Reworked load slice to use a helper. Not sure if this is the right di…

…rection yet.
mmcdermott · Sep 11, 2024 · 1367ac3 · 1367ac3
1 parent d239733
commit 1367ac3
Showing 1 changed file with 188 additions and 67 deletions.
diff --git a/src/nested_ragged_tensors/ragged_numpy.py b/src/nested_ragged_tensors/ragged_numpy.py
@@ -1,8 +1,8 @@
 from __future__ import annotations
 
 import itertools
-from collections import defaultdict
 from collections.abc import Sequence
+from functools import cached_property
 from pathlib import Path
 
 import numpy as np
@@ -67,17 +67,19 @@ class JointNestedRaggedTensorDict:
 
     def __init__(
         self,
-        tensors: dict[str, list[NESTED_NUM_LIST] | NESTED_NUM_LIST],
+        tensors: dict[str, list[NESTED_NUM_LIST] | NESTED_NUM_LIST] | None = None,
         schema: dict[str, np.dtype] | None = None,
-        pre_raggedified: bool = False,
+        pre_raggedified: bool | None = None,
+        fp: Path | None = None,
     ):
         """Initializes JointNestedRaggedTensorDict with the given tensors.
 
         Args:
-            tensors: The tensors to be stored.
+            tensors: The tensors to be stored. If `None`, then `fp` must be provided.
             schema: The schema for the tensors, if known.
             pre_raggedified: If `True`, the tensors are assumed to be pre-raggedified and are stored as-is. If
-                `False`, the tensors are assumed to be raw data and are raggedified.
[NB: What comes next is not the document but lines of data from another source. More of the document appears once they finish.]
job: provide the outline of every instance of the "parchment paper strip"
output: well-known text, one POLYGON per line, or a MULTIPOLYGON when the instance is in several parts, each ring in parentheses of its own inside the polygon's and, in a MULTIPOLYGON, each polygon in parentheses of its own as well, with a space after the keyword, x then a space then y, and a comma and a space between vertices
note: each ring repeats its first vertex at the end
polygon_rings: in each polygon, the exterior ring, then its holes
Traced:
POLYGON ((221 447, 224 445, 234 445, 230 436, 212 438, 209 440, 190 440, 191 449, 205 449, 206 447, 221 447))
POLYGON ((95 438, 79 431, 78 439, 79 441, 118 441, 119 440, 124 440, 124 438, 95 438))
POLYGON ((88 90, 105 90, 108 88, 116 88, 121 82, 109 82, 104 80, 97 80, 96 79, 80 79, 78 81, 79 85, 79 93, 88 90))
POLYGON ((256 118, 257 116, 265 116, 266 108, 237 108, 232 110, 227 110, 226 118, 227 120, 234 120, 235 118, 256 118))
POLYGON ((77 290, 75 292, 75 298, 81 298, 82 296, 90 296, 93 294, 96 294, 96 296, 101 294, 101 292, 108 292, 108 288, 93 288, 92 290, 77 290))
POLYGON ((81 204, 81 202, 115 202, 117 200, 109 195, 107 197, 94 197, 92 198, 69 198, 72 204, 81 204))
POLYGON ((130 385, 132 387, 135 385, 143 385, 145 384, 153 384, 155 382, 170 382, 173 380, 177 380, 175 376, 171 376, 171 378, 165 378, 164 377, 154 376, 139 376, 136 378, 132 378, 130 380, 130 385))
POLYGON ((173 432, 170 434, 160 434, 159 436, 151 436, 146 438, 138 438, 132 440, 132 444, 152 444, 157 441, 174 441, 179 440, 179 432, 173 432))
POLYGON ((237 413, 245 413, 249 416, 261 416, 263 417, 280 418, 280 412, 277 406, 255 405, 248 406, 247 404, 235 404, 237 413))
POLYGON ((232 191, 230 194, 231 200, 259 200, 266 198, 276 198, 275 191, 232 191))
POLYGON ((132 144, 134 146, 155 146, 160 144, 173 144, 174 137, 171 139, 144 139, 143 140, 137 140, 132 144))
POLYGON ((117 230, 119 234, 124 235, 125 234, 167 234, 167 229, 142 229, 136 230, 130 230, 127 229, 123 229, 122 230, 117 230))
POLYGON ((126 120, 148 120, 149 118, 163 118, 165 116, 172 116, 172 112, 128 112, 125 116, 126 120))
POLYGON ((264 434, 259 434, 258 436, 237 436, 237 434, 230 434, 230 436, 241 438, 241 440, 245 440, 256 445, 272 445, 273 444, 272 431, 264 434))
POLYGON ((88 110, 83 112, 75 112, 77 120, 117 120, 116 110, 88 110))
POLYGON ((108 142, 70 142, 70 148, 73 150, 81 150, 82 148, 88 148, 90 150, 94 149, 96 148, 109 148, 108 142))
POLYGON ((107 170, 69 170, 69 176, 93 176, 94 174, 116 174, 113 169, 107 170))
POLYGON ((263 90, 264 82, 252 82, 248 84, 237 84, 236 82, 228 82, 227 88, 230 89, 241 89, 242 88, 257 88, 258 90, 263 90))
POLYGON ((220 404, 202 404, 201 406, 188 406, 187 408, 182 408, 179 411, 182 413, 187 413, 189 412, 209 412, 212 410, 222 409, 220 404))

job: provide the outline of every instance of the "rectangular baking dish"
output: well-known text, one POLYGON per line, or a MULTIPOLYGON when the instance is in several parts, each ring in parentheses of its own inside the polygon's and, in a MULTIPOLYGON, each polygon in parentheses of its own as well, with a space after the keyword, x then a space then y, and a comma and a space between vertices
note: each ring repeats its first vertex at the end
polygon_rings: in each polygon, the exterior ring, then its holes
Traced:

+                `False`, the tensors are assumed to be raw data and are raggedified. If `fp` is provided, must
+                be True.
 
         Examples:
             >>> J = JointNestedRaggedTensorDict({
@@ -98,11 +100,36 @@ def __init__(
             ValueError: Empty list found for key S! Nested Ragged Tensors does not support empty tensors.
         """
 
-        self.schema = schema if schema is not None else {}
-        if pre_raggedified:
-            self.tensors = tensors
+        if tensors is None and fp is None:
+            raise ValueError("Either tensors or fp must be provided!")
+
+        if pre_raggedified is None:
+            pre_raggedified = fp is not None
+
+        if fp is None:
+            self.schema = schema if schema is not None else {}
+            self._fp = None
+            if pre_raggedified:
+                self._tensors = tensors
+            else:
+                self._initialize_tensors(tensors)
+        else:
+            self._fp = fp
+            self._tensors = None
+
+    @property
+    def tensors(self) -> dict[str, np.ndarray]:
+        if self._tensors is None:
+            self._tensors = self.load(self._fp)._tensors
+        return self._tensors
+
+    @cached_property
+    def _tensor_keys(self) -> set[str]:
+        if self._tensors is None:
+            with safe_open(self._fp, framework="np") as f:
+                return set(f.keys())
         else:
-            self._initialize_tensors(tensors)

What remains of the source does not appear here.